Preaching Peak Oil in the Local Coffee Shop

October 18, 2004

I’m not sure why, but every time I walk into the coffee shop, somebody immediately asks me what the latest doomsday scenario is.

In fact, some of them have taken to calling me “Doom and Doomer.” I figure this is fine, since I publish news, and scandal and catastrophe are my favorite things.

Lately I’ve been telling them the end is near because world oil production seems to be peaking, and as far as I can tell, we’re all going to end up riding skateboards and scooters to work. The problem in a nutshell is that China and other Asian countries are industrializing at a feverish rate just as many geologists are starting to wonder if the world’s ability to produce oil is about to peak and then begin a permanent decline.

Since the giant American economy is designed to work on infinite rivers of cheap oil from the Middle East, oil depletion would mean a return to The Great Depression … or perhaps something worse

When that happens, all the Wal-Marts and other big-box stores will have ceased to exist because they sell cheap stuff made from oil and hauled halfway around the world in huge cargo ships and millions of diesel trucks. It’s a sort of miracle to live in an age when we can do stuff like this, but the whole house of cards depends on oil never getting scarce or expensive.

One of the best observers of peak oil is James Howard Kunstler, an author who says Americans are committing economic suicide by investing trillions of dollars in suburban sprawl and big-box stores — patterns of settlement and lifestyle that will be useless when the oil crisis hits. He thinks survivors will live in small towns with access to locally grown food and locally manufactured products. People will soon make their living, he says, in a kind of “yard-sale nation,” refurbishing and trading all the stuff manufactured during the 20th century.

This actually sounds kind of cool to me, especially if the government declares martial law and seals off the cities so that urban starving people don’t come over here and steal our garden tomatoes. Perhaps we might want to install a valley militia up on McClure Pass.

It does raise the question: Could this valley survive — or perhaps even thrive — after the age of oil becomes a distant memory?

As long as the irrigation systems hold out, we can grow lots of food here. If enough diesel remains to haul coal, the miners would still have jobs. We could also learn how to make shoes, clothes, soap and all those other things we used to buy in the big boxes. Heck, we could even rescue all those horse-drawn plows now being used as mail boxes and put them back to work!

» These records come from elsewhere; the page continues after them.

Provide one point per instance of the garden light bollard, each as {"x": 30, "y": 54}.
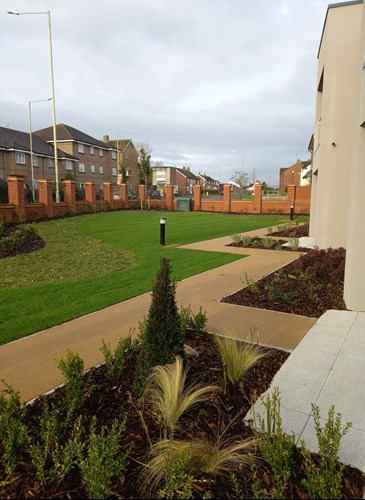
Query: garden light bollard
{"x": 292, "y": 211}
{"x": 162, "y": 230}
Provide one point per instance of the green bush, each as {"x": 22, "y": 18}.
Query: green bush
{"x": 13, "y": 432}
{"x": 17, "y": 239}
{"x": 104, "y": 459}
{"x": 163, "y": 338}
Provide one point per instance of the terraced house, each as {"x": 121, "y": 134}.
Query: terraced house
{"x": 80, "y": 157}
{"x": 15, "y": 157}
{"x": 97, "y": 160}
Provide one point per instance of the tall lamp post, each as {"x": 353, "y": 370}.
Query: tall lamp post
{"x": 48, "y": 13}
{"x": 31, "y": 140}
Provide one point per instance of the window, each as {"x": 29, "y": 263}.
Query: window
{"x": 20, "y": 158}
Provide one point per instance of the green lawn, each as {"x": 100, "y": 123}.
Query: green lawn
{"x": 93, "y": 261}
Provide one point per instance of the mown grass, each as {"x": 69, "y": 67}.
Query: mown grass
{"x": 93, "y": 261}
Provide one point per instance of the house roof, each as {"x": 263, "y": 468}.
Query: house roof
{"x": 120, "y": 144}
{"x": 67, "y": 133}
{"x": 187, "y": 173}
{"x": 333, "y": 6}
{"x": 11, "y": 139}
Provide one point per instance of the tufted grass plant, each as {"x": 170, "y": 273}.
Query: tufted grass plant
{"x": 238, "y": 356}
{"x": 168, "y": 395}
{"x": 199, "y": 457}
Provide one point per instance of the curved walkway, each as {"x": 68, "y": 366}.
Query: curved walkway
{"x": 29, "y": 365}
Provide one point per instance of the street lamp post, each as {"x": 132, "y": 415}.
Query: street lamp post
{"x": 31, "y": 140}
{"x": 48, "y": 13}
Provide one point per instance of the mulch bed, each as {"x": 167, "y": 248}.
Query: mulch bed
{"x": 109, "y": 401}
{"x": 309, "y": 286}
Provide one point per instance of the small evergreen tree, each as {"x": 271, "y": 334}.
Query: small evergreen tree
{"x": 162, "y": 336}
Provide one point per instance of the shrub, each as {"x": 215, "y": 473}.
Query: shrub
{"x": 163, "y": 338}
{"x": 104, "y": 459}
{"x": 115, "y": 361}
{"x": 72, "y": 369}
{"x": 268, "y": 242}
{"x": 324, "y": 474}
{"x": 13, "y": 432}
{"x": 17, "y": 239}
{"x": 246, "y": 240}
{"x": 190, "y": 321}
{"x": 276, "y": 447}
{"x": 236, "y": 238}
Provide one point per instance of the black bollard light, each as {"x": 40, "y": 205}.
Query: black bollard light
{"x": 292, "y": 211}
{"x": 162, "y": 230}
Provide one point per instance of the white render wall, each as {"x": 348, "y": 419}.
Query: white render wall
{"x": 338, "y": 191}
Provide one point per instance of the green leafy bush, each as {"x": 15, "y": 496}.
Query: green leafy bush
{"x": 13, "y": 432}
{"x": 163, "y": 337}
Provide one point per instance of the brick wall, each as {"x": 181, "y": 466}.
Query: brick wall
{"x": 18, "y": 211}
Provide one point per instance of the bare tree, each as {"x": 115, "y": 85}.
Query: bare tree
{"x": 240, "y": 177}
{"x": 144, "y": 163}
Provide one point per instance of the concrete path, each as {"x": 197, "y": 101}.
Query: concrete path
{"x": 326, "y": 368}
{"x": 29, "y": 365}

Kunstler believes that state and federal governments will go bankrupt after oil becomes depleted, and it’ll be up to local towns and counties to relearn to how to create basic, functional communities. His best advice to everyone? If you happen to live in the American suburbs, this would be a really good time to think about getting out.

Richard Heinberg, another oil expert, says we have four choices: Fight endless war trying to secure the last oil fields; power down to simpler and more elegant communities; hope (until the bitter end) for a magic elixer; or build lifeboat communities to survive the massive die-off when peak oil hits. Guess which ones he thinks the U.S. will choose?

Hmm … No wonder they call me Doom and Doomer.